Etre producteur est avant tout une question d’amour

Comme dans tous les métiers du monde, les débuts ne sont pas souvent  faciles. A une époque où internet n’était pas toujours facile d’accès, apprendre à être producteur comprenait des sacrifices. « Quand on commence dans ce milieu, on cherche des logiciels (des fois qu’on ne sait pas utiliser) et ce n’est pas toujours facile. Des fois j’allais chez Botchum tard la nuit pour voir ce qu’il avait fait dans la journée. Des fois rouvrir des projets pour voir comment les choses étaient faites ou l’appeler pour lui demander conseil. A l’époque internet n’était pas aussi facile d’accès comme aujourd’hui, donc on n’avait pas toujours accès aux tutoriels et consort » explique-t-il.

 

Notons qu’à ses débuts, il ne savait rien ou pas grand-chose de la musique. Il ne savait même pas jouer d’un instrument de musique. Mais sa passion pour ce métier a eu raison des obstacles, car pour Amir Mugisha, être producteur est avant une question d’amour. Il nous explique : « Il faut d’abord aimer ce travail. Parce que tu peux faire des études, apprendre beaucoup de chose mais lorsque tu n’aimes pas ce que tu  fais, ça ne sert à rien. Il faut d’abord aimer le travail, aimer la production pour être un bon producteur. »

 

Amir a déjà été sollicité comme juré lors des deux dernières éditions de la Primusic.
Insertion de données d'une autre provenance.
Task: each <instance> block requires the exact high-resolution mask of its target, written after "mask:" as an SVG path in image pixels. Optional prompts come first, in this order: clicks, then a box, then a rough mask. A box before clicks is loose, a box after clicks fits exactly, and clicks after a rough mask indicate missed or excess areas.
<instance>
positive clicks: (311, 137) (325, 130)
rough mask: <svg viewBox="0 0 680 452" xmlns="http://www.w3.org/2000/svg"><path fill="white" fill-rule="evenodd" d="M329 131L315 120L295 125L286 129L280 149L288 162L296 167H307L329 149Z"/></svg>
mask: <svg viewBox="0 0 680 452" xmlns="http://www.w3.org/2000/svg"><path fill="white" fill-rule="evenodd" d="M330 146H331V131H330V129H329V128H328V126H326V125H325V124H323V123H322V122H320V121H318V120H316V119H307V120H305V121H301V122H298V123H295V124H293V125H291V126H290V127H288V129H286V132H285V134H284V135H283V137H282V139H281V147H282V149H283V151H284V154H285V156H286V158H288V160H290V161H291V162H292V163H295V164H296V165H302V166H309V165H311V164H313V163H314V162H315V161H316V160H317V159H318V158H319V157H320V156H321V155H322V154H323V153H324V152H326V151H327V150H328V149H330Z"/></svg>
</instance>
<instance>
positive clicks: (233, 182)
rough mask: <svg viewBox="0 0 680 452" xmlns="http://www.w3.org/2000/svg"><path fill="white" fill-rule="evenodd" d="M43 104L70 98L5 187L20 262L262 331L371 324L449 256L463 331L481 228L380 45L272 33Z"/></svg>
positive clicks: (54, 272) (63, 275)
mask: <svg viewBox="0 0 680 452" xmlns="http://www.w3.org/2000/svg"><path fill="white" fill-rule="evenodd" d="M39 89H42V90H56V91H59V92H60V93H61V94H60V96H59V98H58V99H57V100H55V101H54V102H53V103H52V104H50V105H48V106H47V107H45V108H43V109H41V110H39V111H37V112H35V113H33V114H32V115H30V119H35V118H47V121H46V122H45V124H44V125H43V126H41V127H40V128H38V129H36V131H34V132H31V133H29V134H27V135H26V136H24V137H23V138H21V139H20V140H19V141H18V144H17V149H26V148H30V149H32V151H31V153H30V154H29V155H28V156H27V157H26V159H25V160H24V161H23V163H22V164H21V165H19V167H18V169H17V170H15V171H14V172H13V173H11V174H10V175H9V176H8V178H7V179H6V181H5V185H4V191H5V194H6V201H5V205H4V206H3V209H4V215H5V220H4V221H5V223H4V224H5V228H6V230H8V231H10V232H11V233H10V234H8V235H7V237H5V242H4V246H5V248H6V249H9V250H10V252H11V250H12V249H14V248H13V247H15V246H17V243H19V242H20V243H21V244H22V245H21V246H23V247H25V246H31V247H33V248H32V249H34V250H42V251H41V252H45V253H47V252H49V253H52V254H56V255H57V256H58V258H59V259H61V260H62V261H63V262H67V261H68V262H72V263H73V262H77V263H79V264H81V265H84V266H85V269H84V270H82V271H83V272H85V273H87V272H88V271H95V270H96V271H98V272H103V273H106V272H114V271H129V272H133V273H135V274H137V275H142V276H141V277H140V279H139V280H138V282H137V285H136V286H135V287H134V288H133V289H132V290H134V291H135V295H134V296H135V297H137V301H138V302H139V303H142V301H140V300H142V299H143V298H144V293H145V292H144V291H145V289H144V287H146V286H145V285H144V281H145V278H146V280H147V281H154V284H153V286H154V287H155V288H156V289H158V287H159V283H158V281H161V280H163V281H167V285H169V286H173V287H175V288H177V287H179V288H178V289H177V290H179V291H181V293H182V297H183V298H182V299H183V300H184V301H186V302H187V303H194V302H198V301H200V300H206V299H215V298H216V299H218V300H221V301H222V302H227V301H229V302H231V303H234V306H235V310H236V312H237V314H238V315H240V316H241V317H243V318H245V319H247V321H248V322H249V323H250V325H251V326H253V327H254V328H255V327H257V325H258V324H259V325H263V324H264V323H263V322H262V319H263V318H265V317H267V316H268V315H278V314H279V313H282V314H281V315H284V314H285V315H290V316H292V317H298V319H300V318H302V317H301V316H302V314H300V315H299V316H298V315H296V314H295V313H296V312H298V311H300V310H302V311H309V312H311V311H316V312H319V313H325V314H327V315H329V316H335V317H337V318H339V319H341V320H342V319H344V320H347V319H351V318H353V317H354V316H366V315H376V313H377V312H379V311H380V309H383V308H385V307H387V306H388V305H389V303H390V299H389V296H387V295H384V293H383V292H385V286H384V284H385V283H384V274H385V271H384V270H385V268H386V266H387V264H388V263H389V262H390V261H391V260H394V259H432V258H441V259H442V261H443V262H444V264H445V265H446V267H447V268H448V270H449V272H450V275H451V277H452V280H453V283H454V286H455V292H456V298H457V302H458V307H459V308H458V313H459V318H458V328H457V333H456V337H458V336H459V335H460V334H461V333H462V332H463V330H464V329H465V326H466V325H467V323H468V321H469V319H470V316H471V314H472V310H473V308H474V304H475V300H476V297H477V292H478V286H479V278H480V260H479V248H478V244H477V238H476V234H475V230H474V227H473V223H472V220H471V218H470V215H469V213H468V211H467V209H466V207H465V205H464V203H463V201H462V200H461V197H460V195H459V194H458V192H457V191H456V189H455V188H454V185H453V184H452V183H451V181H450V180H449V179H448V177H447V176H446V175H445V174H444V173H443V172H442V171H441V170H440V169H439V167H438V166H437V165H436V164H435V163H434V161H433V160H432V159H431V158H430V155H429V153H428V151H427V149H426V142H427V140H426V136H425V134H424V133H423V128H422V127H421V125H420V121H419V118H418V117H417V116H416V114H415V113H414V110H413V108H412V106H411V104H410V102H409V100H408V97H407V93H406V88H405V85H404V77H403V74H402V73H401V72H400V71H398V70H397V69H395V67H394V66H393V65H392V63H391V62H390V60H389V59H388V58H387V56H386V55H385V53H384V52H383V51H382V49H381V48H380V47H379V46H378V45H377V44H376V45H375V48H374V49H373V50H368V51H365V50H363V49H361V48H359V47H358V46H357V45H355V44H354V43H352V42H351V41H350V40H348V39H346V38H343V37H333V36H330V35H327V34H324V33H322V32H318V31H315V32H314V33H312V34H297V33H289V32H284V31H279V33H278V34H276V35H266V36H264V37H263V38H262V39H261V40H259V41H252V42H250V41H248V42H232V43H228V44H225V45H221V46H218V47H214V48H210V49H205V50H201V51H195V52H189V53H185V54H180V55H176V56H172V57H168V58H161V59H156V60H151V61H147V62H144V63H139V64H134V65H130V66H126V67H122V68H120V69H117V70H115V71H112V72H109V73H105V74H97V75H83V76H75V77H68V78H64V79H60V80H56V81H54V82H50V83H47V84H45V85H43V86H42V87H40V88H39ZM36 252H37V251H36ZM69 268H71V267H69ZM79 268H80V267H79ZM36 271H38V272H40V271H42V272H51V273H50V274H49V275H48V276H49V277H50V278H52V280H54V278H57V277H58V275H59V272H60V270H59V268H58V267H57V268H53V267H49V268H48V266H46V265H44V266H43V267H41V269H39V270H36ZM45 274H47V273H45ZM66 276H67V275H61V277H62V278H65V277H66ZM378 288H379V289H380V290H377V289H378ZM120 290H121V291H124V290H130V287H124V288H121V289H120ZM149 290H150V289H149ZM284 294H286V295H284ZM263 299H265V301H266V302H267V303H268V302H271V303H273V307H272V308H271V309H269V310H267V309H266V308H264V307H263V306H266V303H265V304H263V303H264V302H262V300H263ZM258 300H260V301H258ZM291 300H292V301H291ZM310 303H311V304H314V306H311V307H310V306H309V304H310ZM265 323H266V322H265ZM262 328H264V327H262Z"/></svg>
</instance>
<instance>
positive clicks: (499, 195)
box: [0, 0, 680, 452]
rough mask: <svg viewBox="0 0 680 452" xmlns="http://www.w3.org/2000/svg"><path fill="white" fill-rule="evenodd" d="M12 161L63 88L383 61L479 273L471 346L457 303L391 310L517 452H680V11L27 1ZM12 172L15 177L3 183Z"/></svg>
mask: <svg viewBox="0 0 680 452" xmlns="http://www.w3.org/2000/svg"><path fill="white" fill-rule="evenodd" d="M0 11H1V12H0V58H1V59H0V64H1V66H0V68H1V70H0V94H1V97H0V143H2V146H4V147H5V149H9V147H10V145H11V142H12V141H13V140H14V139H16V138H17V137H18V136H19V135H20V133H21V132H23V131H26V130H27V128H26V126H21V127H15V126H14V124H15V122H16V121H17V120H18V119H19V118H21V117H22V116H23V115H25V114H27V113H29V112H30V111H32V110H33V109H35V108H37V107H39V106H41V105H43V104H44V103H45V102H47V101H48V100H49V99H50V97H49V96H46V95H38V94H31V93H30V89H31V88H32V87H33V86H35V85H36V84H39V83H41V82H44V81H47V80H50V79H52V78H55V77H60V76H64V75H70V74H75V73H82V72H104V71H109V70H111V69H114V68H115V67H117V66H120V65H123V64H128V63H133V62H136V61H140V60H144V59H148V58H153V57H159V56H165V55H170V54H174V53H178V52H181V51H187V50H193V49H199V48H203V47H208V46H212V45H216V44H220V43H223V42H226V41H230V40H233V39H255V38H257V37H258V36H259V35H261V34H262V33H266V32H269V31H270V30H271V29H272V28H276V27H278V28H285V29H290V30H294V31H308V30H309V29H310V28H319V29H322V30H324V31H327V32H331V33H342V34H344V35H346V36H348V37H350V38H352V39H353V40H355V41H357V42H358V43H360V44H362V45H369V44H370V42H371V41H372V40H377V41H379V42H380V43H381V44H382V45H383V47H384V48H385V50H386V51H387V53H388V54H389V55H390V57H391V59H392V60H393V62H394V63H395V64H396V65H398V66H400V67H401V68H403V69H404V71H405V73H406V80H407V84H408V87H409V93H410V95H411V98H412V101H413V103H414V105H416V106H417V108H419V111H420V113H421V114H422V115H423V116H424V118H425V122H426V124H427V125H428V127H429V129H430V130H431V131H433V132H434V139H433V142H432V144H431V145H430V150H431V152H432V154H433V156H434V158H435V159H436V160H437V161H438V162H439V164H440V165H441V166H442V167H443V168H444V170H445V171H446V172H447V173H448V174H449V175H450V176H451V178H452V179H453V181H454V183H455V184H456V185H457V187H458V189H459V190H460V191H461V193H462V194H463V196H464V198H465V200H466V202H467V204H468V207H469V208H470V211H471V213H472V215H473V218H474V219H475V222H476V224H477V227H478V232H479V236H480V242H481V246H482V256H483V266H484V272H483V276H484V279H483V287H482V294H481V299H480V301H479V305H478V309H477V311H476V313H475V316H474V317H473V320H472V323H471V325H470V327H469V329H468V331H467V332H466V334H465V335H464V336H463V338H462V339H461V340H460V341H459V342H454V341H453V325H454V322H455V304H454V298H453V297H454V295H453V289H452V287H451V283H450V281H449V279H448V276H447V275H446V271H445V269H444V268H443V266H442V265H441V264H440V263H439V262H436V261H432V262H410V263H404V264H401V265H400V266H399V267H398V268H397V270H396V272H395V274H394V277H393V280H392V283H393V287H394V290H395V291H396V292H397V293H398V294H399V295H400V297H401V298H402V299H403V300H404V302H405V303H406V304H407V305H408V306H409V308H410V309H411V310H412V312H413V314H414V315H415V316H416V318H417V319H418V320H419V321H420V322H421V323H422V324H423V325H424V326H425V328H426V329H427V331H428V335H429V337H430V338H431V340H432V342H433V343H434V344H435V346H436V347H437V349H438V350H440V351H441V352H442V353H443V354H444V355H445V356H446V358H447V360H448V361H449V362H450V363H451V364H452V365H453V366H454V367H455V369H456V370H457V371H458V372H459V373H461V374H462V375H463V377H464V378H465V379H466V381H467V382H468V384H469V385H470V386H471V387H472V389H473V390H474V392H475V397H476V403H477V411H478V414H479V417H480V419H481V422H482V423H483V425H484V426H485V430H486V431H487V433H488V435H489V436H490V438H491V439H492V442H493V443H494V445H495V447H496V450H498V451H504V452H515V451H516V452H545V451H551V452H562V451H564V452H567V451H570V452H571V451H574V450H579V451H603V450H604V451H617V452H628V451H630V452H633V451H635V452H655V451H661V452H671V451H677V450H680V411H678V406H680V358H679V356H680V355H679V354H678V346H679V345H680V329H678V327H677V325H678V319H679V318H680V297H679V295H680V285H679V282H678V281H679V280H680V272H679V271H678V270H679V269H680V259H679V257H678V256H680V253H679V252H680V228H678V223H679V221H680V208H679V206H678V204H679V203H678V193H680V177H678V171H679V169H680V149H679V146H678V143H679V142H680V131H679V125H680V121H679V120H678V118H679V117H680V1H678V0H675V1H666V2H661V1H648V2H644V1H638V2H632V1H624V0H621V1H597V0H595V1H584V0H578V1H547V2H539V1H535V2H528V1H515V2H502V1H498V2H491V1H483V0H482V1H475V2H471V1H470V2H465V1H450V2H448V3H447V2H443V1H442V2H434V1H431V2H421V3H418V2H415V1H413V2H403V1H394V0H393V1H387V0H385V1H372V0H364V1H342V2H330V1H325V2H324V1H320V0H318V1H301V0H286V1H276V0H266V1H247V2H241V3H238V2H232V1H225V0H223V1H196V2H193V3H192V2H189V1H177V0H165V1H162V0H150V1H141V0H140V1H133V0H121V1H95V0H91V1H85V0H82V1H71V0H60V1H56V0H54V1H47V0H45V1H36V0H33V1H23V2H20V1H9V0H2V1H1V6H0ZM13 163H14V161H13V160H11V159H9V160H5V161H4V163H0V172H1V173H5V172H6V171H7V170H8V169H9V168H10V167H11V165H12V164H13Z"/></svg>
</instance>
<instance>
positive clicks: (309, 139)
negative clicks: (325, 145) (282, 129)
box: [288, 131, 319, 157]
Il a déjà collaboré avec des grands producteurs comme Bachir Dia et signé ou co-signé des chansons et des albums au Burundi, au Rwanda et en RDC. Des fois, il produit des chansons pour des musiciens aussi loin qu’aux Etats-Unis, en Europe ou en Chine. Celui qui peut se targuer d’avoir signé la majeurs partie des grands succès musicaux de la « Buja Flavour » des 10 dernières années n’a pas encore remis son tablier ni ne manque d’ambitions.

 

Amir Mugisha a su par son talent se faire une place de choix parmi les meilleurs producteurs burundais. On ne peut que lui souhaiter beaucoup de courage et bon vent pour la suite.